9.2.8. The Class Hierarchy

The principal classes which make up the class hierarchy of JBoss Transaction Service are depicted in Example 9.5, “JBoss Transaction Service Class Hierarchy”.

Example 9.5. JBoss Transaction Service Class Hierarchy

StateManager		// Basic naming, persistence and recovery control
LockManager		// Basic two-phase locking concurrency control service
User-Defined Classes
Lock			// Standard lock type for multiple readers/single writer
User-Defined Lock Classes
AbstractRecord		// Important utility class, similar to Resource
RecoveryRecord	            // handles object recovery
LockRecord		// handles object locking
RecordList		// Intentions list
other management record types
AtomicAction		// Implements transaction control abstraction
TopLevelTransaction
Input/OutputBuffer // Architecture neutral representation of an objects’ state
Input/OutputObjectState	// Convenient interface to Buffer
ObjectStore			// Interface to the object storage services
      
Programmers of fault-tolerant applications need the LockManager, Lock and AtomicAction classes. Other classes important to a programmer are Uid, and ObjectState.
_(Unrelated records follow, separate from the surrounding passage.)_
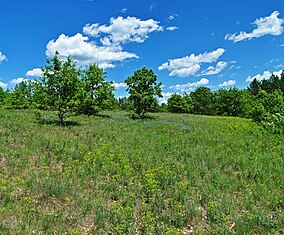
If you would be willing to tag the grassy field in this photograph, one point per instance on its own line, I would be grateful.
(173, 174)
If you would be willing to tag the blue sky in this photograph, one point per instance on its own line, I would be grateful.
(220, 43)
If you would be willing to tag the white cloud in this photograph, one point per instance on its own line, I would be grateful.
(265, 76)
(190, 65)
(119, 85)
(190, 86)
(123, 10)
(17, 81)
(228, 83)
(86, 52)
(172, 28)
(3, 85)
(108, 49)
(215, 70)
(270, 25)
(166, 96)
(36, 72)
(123, 30)
(2, 57)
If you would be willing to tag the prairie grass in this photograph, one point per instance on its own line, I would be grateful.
(173, 174)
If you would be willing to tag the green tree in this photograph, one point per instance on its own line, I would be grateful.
(96, 93)
(254, 87)
(143, 89)
(2, 96)
(61, 82)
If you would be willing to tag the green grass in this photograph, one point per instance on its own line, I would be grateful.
(174, 174)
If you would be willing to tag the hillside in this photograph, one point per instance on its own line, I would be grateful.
(173, 174)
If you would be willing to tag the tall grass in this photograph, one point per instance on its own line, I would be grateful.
(173, 174)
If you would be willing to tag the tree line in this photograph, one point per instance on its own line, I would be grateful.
(263, 101)
(66, 89)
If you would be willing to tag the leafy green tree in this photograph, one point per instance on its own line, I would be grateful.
(143, 89)
(17, 98)
(61, 82)
(96, 93)
(2, 96)
(254, 87)
(230, 102)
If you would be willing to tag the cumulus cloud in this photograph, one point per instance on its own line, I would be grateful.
(190, 86)
(228, 83)
(166, 96)
(106, 46)
(123, 10)
(3, 85)
(17, 80)
(270, 25)
(172, 28)
(123, 30)
(211, 70)
(119, 85)
(190, 65)
(86, 52)
(36, 72)
(2, 57)
(265, 76)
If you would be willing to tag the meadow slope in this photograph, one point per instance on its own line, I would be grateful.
(173, 174)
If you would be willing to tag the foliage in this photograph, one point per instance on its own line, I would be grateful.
(61, 81)
(143, 89)
(96, 93)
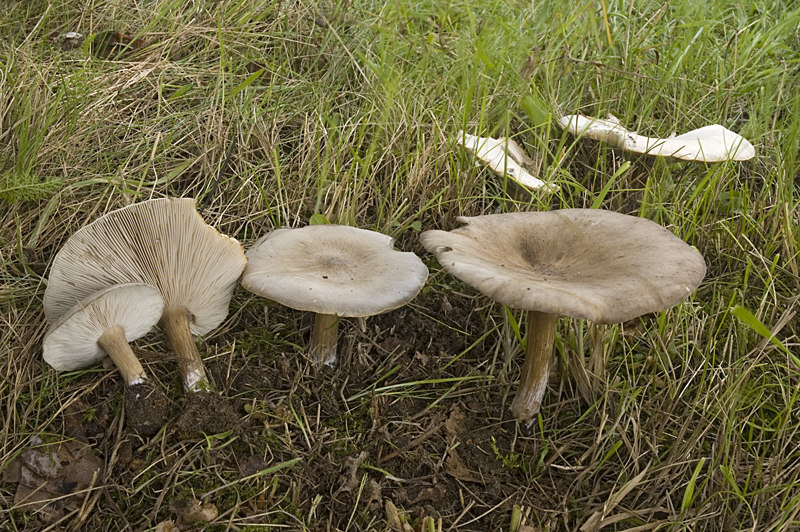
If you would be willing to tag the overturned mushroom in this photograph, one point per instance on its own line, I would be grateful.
(598, 265)
(103, 324)
(710, 144)
(504, 157)
(166, 244)
(335, 271)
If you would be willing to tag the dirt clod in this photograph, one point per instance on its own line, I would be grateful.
(205, 412)
(146, 408)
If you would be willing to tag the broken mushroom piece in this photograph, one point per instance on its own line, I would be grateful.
(164, 243)
(505, 158)
(103, 324)
(584, 263)
(335, 271)
(709, 144)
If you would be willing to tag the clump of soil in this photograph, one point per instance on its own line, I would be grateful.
(205, 412)
(147, 408)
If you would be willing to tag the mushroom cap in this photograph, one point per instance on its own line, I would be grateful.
(71, 342)
(333, 269)
(585, 263)
(161, 242)
(714, 143)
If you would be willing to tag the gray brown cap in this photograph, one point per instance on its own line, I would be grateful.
(71, 342)
(161, 242)
(333, 269)
(585, 263)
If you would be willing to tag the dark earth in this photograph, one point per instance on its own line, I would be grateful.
(416, 413)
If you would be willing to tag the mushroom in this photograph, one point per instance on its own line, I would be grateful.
(164, 243)
(103, 324)
(709, 144)
(504, 157)
(335, 271)
(584, 263)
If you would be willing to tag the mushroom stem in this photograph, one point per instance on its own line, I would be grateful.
(323, 339)
(175, 322)
(115, 344)
(536, 369)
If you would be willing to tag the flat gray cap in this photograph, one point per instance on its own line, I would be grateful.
(333, 269)
(585, 263)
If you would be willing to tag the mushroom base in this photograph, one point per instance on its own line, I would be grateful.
(536, 369)
(115, 344)
(324, 338)
(175, 322)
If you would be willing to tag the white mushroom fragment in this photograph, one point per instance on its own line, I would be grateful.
(504, 157)
(335, 271)
(585, 263)
(709, 144)
(103, 324)
(164, 243)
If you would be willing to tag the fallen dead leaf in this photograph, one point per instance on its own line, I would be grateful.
(51, 477)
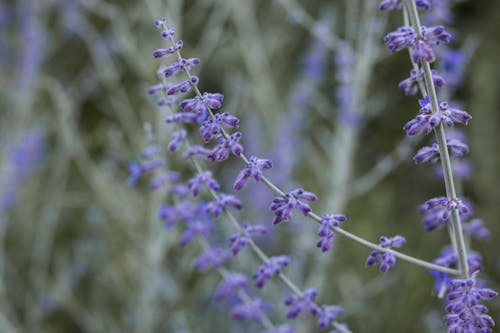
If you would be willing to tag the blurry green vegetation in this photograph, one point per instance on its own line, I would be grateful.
(84, 252)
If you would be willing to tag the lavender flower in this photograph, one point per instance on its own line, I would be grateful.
(200, 226)
(477, 229)
(163, 178)
(466, 313)
(253, 310)
(253, 169)
(160, 53)
(270, 268)
(238, 240)
(231, 283)
(199, 105)
(297, 304)
(151, 151)
(181, 65)
(221, 201)
(177, 139)
(405, 37)
(281, 329)
(325, 231)
(438, 211)
(282, 207)
(230, 145)
(410, 84)
(328, 314)
(448, 258)
(211, 257)
(183, 87)
(386, 260)
(183, 210)
(24, 156)
(426, 120)
(431, 153)
(212, 126)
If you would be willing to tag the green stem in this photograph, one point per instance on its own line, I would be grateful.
(443, 150)
(316, 217)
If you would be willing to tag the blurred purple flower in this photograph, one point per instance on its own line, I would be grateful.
(386, 260)
(269, 269)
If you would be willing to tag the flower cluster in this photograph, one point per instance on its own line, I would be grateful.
(386, 260)
(325, 232)
(466, 313)
(198, 217)
(438, 210)
(405, 37)
(282, 206)
(427, 119)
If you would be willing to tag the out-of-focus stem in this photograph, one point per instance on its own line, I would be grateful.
(443, 150)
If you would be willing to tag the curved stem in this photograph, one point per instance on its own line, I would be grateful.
(315, 217)
(443, 150)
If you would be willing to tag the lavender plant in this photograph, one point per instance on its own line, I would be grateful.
(463, 296)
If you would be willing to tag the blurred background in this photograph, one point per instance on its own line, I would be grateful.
(316, 92)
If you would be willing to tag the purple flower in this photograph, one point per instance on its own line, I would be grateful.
(238, 240)
(181, 65)
(197, 150)
(177, 139)
(197, 181)
(255, 309)
(425, 121)
(282, 206)
(138, 170)
(410, 85)
(298, 303)
(328, 314)
(281, 329)
(466, 313)
(211, 257)
(23, 157)
(477, 229)
(199, 105)
(402, 38)
(181, 118)
(451, 115)
(231, 283)
(156, 88)
(325, 232)
(212, 126)
(405, 37)
(452, 66)
(200, 226)
(430, 36)
(168, 101)
(159, 181)
(448, 258)
(270, 268)
(230, 145)
(160, 53)
(183, 87)
(431, 153)
(397, 4)
(221, 201)
(151, 150)
(253, 169)
(386, 260)
(438, 210)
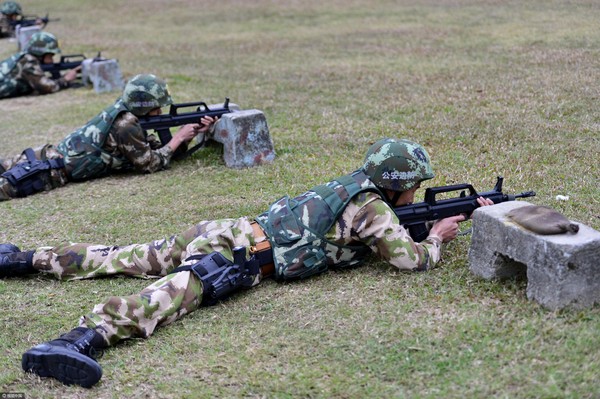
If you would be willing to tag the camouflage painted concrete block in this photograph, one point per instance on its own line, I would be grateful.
(563, 270)
(245, 137)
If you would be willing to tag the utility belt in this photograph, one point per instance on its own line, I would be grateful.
(220, 277)
(27, 177)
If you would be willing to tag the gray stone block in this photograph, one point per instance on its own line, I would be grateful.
(103, 75)
(563, 270)
(245, 137)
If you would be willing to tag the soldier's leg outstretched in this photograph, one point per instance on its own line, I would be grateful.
(14, 262)
(71, 358)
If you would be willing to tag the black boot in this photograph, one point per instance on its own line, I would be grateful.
(71, 359)
(14, 262)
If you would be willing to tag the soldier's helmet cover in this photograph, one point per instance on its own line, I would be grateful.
(42, 43)
(11, 7)
(144, 93)
(397, 165)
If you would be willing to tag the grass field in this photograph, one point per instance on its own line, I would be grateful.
(489, 87)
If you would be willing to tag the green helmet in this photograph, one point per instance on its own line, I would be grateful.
(11, 7)
(397, 165)
(42, 43)
(145, 92)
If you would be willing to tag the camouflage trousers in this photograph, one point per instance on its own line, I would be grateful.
(164, 301)
(52, 179)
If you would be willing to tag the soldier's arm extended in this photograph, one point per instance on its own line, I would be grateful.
(376, 224)
(37, 79)
(133, 144)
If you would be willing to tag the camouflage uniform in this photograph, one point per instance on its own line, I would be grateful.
(8, 8)
(21, 74)
(125, 146)
(6, 28)
(366, 222)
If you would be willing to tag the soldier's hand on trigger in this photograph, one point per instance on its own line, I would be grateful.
(71, 74)
(206, 122)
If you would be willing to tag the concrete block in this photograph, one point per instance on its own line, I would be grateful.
(23, 34)
(563, 270)
(103, 75)
(245, 137)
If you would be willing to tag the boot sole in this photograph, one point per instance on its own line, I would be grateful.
(66, 365)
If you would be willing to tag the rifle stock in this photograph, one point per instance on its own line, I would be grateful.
(67, 62)
(31, 21)
(415, 216)
(162, 123)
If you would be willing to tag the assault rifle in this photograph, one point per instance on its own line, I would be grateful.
(162, 123)
(414, 216)
(31, 21)
(67, 62)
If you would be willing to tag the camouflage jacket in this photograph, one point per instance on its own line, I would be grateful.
(112, 141)
(337, 225)
(22, 74)
(6, 28)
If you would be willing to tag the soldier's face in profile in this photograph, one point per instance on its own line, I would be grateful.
(48, 58)
(154, 112)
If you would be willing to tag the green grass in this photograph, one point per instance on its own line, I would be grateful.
(491, 88)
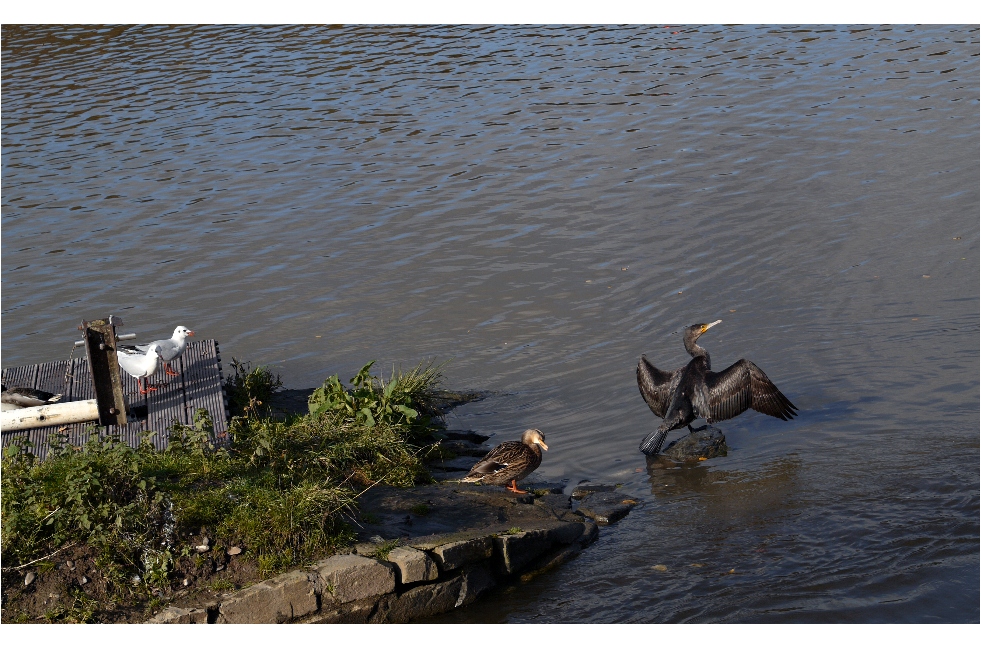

Most JBoss Transaction Service classes are derived from the base class StateManager, which provides primitive facilities necessary for managing persistent and recoverable objects. These facilities include support for the activation and deactivation of objects, and state-based object recovery. The class LockManager uses the facilities of StateManager and Lock to provide the concurrency control required for implementing the serializability property of atomic actions. The implementation of atomic action facilities is supported by AtomicAction and TopLevelTransaction.
Consider a simple example. Assume that Example is a user-defined persistent class suitably derived from the LockManager. An application containing an atomic transaction Trans accesses an object (called O) of type Example by invoking the operation op1 which involves state changes to O. The serialisability property requires that a write lock must be acquired on O before it is modified; thus the body of op1 should contain a call to the setlock operation of the concurrency controller:
public boolean op1 (...)
{	
    if (setlock (new Lock(LockMode.WRITE) == LockResult.GRANTED)
	{
	    // actual state change operations follow 
	    ...
	}
	}
The setlock method, provided by the LockManager class, performs the following functions in this case:
  • Check write lock compatibility with the currently held locks, and if allowed:
  • Call the StateManager operation activate, which loads, if not done already, the latest persistent state of O from the object store. Then call the StateManager operation modified, which creates an instance of either RecoveryRecord or PersistenceRecord for O, depending upon whether O is persistent or not, and inserts it into the RecordList of Trans.
  • Create and insert a LockRecord instance in the RecordList of Trans.
If Trans is aborted some time after the lock has been acquired, the rollback operation of AtomicAction processes the RecordList instance associated with Trans by invoking an appropriate Abort operation on the various records. The implementation of this operation by the LockRecord class releases the WRITE lock while that of RecoveryRecord/PersistenceRecord restores the prior state of O.
All of the above work is automatically being performed by JBoss Transaction Service on behalf of the application programmer. The programmer only starts the transaction and sets an appropriate lock. JBoss Transaction Service and Transactional Objects for Java take care of participant registration, persistence, concurrency control and recovery.